Nahrung Der Ansturm hielt sich bei der Premiere in Basel allerdings in Grenzen. Nur 20 Personen kamen zum Blutspenden. Diejenigen jedoch, die den Weg zum Transfusionszentrum gefunden hatten, erhielten nicht nur körperliche, sondern auch geistige Nahrung mit auf den Weg: Rabbiner Yaron Nisenholz von der Israelitischen Gemeinde Basel (IGB) zeigte nämlich in einem Schiur, dass Blutspenden nicht nur eine Geste, sondern tatsächlich auch eine Mizwa ist.

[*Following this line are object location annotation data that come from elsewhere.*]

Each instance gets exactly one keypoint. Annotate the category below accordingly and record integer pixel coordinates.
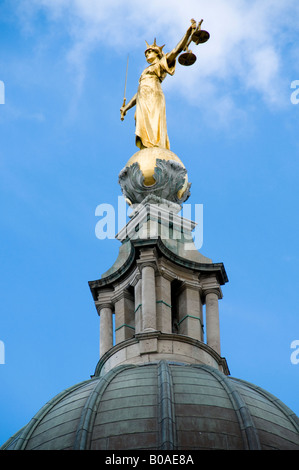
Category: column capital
(211, 290)
(210, 285)
(104, 300)
(148, 257)
(100, 306)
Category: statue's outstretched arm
(124, 109)
(172, 55)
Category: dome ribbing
(162, 405)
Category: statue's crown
(154, 47)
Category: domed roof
(162, 405)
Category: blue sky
(62, 145)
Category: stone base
(157, 172)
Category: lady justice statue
(150, 116)
(154, 169)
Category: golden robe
(150, 116)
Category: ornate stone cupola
(159, 301)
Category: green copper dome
(163, 405)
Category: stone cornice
(136, 245)
(157, 335)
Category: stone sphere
(147, 158)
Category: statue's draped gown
(150, 116)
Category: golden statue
(150, 115)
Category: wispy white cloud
(246, 48)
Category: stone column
(190, 311)
(106, 327)
(124, 316)
(163, 302)
(149, 320)
(212, 319)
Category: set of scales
(198, 37)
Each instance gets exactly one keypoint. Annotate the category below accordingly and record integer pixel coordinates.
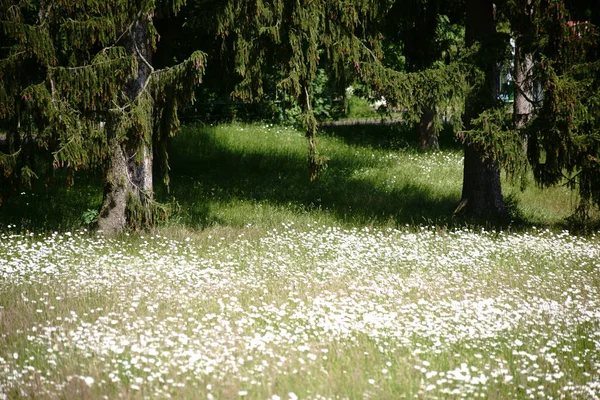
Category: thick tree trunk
(523, 107)
(523, 67)
(428, 139)
(482, 193)
(128, 192)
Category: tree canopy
(77, 87)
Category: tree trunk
(428, 139)
(482, 193)
(128, 192)
(523, 69)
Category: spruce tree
(482, 193)
(347, 36)
(78, 91)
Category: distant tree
(78, 90)
(427, 37)
(564, 136)
(297, 36)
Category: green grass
(234, 175)
(240, 174)
(265, 285)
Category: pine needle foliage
(65, 70)
(343, 36)
(565, 137)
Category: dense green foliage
(78, 79)
(66, 71)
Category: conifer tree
(482, 193)
(565, 133)
(296, 35)
(78, 90)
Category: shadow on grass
(393, 136)
(206, 172)
(55, 207)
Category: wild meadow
(263, 285)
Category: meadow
(266, 286)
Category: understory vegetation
(264, 285)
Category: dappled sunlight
(425, 312)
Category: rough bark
(128, 191)
(428, 140)
(523, 69)
(482, 193)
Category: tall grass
(267, 286)
(239, 174)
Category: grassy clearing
(312, 311)
(266, 286)
(240, 174)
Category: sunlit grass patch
(306, 310)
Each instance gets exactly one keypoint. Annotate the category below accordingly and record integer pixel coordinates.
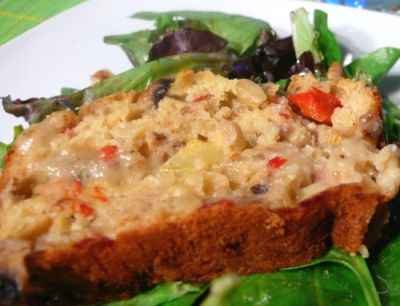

Nisenholz zitierte verschiedene Gelehrte wie Israels früheren sefardischen Oberrabbiner Ovadia Josef zum Thema «Lebensgefahr» und sprach darüber, wie sehr man das eigene Leben in Gefahr bringen soll, um einen anderen Menschen zu retten. Er sparte auch das heikle Thema «Organspende» nicht aus. Doch eine Blutspende, so der Basler Rabbiner, sei eindeutig viel weniger riskant.
Selbst konnte Nisenholz bei der Schomre-Thora-Aktion leider nicht mitmachen. Er war an diesem Abend stark erkältet. In diesem Zustand raten die Mediziner vom Blutspenden ab.
Ein Mann mittleren Alters sitzt nach der Blutspende in der kleinen Cafeteria des Transfusionszentrums, kaut ein Sandwich und sinniert: «Nach rund fünf Minuten war die ganze Aktion bei mir beendet. In Israel hat es doch erheblich länger gedauert – aber da war der Andrang eben auch viel größer.»